The amending act introduced the option of establishing a work schedule in which the employee starts work at different times on different days of the week, or even where the employee is given a certain time range during which he or she can decide when to report for work—an approach commonly known as “flextime.”

The introduction of flextime may be beneficial to both employers and employees. For one thing, it allows employees to finish work on certain days earlier than on other days. However, when flextime is used, it is still necessary to comply with the requirements for daily and weekly downtime for each employee. The standard for daily rest is at least 11 hours of uninterrupted time off each day, and the weekly standard is 35 hours of uninterrupted rest each week. Weekly rest should normally fall on a Sunday. A different day off may be assigned only if the employee performs work that is permitted on Sundays.

The amending act makes it clear that if an employee working under a flextime system begins work again during the same day, it will not constitute overtime. This was also the rule under a 2009 law known as the Act to Ease the Effects of the Economic Crisis on Workers and Businesses, which expired at the end of 2011.

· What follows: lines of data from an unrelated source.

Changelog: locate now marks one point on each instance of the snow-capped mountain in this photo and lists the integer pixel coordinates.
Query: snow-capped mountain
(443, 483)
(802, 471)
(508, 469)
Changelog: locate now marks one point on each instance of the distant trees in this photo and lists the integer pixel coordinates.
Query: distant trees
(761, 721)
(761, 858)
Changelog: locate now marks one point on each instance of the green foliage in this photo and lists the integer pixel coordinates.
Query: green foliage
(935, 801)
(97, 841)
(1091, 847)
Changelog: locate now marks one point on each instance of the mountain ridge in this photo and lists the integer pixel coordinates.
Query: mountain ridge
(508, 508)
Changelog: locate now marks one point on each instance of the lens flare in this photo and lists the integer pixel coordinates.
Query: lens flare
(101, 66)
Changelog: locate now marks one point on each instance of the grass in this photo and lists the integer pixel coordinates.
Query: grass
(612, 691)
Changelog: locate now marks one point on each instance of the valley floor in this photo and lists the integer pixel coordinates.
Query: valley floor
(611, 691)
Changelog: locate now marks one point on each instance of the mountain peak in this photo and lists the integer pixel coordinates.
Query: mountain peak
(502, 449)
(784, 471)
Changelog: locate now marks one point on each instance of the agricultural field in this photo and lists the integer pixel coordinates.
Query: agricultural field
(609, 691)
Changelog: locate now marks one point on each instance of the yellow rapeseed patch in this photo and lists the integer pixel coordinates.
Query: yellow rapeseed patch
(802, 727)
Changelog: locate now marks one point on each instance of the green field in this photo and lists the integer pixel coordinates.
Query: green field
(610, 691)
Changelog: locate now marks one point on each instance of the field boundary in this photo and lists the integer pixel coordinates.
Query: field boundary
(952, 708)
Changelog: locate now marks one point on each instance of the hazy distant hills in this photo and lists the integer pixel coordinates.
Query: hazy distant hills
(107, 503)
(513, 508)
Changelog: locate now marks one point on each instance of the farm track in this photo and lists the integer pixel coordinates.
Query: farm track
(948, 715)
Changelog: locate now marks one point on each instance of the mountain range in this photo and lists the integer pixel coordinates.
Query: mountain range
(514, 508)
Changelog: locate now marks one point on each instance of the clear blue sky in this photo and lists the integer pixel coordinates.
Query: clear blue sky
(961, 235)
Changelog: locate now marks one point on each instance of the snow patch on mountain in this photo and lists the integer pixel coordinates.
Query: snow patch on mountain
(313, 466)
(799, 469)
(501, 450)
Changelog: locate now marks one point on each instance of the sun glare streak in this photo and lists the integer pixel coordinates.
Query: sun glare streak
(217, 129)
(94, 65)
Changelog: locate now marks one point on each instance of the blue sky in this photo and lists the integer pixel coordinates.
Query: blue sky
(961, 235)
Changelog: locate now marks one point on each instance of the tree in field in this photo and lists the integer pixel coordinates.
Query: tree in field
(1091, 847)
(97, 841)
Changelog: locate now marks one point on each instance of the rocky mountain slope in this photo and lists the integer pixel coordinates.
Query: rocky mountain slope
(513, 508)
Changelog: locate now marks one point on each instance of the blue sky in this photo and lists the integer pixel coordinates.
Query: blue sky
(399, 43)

It is important to note that an employee’s workday is not the same as a calendar day, i.e. a 24-hour period running from midnight to midnight. An employee’s workday is a 24-hour period beginning at the time the employee begins work in accordance with the schedule applicable to him or her. For example, if an employee begins work on Monday at 9 a.m., if the same employee starts working on Tuesday at 8 a.m., he or she will have started work twice during the same “day.” Because overtime cannot be planned, before flextime was introduced it was impermissible to establish a work schedule along these lines. Now, with flextime, it is permissible for the employee to start work again during the same “day” without charging overtime. Work schedules providing for different starting times or a range during which the employee may decide to begin work are introduced into collective labor agreements or through an understanding reached with the labor unions—or if labor unions are not in operation at the workplace, through an understanding reached with employee representatives appointed under the procedure in place at the given employer. The employer is then required to forward a copy of the agreement to the labor inspector within 5 business days. Flextime schedules may be introduced without the cooperation of the labor unions or employee representatives only upon written request of the specific employee.

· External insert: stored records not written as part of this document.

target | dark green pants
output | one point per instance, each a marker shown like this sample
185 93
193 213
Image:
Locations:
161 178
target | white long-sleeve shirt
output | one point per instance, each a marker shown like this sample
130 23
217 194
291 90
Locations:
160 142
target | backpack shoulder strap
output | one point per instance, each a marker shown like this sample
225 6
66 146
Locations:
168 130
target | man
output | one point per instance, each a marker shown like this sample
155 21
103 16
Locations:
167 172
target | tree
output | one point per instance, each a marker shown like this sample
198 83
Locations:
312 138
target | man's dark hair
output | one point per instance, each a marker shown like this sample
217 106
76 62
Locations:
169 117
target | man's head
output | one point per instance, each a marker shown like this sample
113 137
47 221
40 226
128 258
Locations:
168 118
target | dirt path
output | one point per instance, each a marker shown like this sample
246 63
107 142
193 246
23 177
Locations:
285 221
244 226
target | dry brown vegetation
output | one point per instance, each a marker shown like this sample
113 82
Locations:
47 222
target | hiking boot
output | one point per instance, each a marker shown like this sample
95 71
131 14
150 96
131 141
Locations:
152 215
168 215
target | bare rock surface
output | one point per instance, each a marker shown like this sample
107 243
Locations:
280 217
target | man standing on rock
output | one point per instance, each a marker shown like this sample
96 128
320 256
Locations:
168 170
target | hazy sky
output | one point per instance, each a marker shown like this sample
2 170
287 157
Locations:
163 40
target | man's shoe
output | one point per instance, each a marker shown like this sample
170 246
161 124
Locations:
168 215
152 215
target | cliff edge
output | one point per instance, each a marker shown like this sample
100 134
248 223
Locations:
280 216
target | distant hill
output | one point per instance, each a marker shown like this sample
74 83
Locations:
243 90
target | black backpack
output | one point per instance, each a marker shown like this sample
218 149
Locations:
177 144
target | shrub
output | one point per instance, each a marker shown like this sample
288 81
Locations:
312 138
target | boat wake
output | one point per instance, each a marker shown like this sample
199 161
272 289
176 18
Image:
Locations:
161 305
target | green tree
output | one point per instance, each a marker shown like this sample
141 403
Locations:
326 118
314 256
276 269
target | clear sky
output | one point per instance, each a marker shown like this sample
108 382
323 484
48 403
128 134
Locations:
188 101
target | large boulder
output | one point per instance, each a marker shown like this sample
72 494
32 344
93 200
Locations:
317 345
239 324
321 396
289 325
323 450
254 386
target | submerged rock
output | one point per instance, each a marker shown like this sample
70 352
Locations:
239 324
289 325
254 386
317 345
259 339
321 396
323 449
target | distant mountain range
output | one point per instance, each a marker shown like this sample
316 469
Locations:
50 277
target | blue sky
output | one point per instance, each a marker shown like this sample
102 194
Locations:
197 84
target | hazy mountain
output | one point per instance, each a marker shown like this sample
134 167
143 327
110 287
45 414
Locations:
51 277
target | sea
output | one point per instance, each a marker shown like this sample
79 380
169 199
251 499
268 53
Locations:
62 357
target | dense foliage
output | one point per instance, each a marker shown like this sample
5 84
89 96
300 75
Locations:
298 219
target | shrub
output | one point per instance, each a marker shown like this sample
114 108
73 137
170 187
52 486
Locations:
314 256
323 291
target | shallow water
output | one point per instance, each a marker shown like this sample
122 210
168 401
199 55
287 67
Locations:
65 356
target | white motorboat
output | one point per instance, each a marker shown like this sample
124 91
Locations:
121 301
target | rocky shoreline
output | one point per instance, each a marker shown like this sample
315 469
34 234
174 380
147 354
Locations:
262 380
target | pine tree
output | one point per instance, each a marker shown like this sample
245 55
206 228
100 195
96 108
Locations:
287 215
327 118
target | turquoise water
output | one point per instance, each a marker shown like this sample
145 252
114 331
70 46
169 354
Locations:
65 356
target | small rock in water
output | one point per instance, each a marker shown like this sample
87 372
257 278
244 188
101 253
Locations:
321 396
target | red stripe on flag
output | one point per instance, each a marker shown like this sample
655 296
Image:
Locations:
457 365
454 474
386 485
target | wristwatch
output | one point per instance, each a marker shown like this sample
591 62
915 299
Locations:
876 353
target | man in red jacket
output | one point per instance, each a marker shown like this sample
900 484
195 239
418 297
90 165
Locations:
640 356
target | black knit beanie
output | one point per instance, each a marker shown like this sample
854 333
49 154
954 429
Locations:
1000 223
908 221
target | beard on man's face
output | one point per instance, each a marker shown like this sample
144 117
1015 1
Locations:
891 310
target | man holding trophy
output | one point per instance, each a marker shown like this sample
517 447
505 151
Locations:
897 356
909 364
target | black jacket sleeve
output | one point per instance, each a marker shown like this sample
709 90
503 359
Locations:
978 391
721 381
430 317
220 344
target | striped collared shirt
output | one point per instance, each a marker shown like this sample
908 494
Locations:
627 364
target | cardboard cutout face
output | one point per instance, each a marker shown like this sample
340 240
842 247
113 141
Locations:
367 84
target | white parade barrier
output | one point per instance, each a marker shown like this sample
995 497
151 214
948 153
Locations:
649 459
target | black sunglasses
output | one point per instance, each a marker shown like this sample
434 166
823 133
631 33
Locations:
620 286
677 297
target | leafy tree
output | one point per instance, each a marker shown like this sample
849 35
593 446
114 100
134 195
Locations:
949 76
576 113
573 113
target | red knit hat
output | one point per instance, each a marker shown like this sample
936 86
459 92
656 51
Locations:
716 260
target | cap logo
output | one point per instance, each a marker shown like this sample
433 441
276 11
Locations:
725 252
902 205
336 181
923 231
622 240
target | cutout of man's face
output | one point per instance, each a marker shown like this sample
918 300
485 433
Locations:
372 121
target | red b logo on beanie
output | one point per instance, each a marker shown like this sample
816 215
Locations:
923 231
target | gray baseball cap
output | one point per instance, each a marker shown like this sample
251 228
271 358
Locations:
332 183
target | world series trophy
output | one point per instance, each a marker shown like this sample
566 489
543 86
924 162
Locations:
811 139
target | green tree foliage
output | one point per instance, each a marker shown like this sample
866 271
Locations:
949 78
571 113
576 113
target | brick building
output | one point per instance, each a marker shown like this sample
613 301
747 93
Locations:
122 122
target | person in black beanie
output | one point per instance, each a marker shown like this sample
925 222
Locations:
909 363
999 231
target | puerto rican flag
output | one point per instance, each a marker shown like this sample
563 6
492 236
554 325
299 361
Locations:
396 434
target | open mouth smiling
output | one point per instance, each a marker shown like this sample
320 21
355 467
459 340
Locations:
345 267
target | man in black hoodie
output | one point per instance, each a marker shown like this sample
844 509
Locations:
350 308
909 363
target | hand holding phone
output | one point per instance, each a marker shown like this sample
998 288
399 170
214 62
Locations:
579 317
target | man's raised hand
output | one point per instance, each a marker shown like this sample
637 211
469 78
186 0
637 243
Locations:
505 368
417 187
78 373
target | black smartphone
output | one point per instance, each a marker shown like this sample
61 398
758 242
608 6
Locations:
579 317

Longer calculation periods

Under the amending act, it is now possible to extend the calculation period for working time and pay in any system of working time. The extended calculation period may not exceed 12 months.

The calculation period may be extended only if justified by objective or technical grounds or reasons related to organization of the work. The grounds for introducing an extended calculation period have been defined fairly broadly, which means that it should not be difficult for many employers to choose this option.

While permitting extension of the calculation period in any system of working time upon fulfillment of certain conditions, the Parliament did not eliminate the specific conditions allowing extension of calculation periods in an equalized working time system to 3 or 4 months. It may thus be assumed that when an equalized working time system is used, there are now two different procedures in place, and two different sets of conditions for extending calculation periods.

Extension of the calculation period to as long as 12 months may be made in a collective labor agreement or through an understanding with the labor unions, or, if there are no labor unions in operation at the workplace, by reaching an understanding with employee representatives appointed under the procedure in place at the given employer. The employer is required to forward a copy of the agreement to the labor inspector within 5 days after the agreement is reached.

Other solutions

The amending act has also introduced the possibility of establishing a work schedule for each employee covering a period shorter than the calculation period, but it must cover at least one month. The employer is required to provide the employee with his or her work schedule at least one week before the employee is to begin work under the schedule.

Work schedules may be made in written or electronic form. Significantly, the employer now has an obligation to establish work schedules, except in specific instances expressly identified in the Labor Code. These include cases where the employee’s working time is task-based, or where the employee works in a flextime schedule at the employee’s own written request.

An express provision has now been introduced into the Labor Code under which the time worked by an employee to make up for time off taken at the employee’s written request in order to handle personal matters does not constitute overtime. Meanwhile, the code now guarantees that such make-up time must not infringe the employee’s right to the minimum daily and weekly rest periods.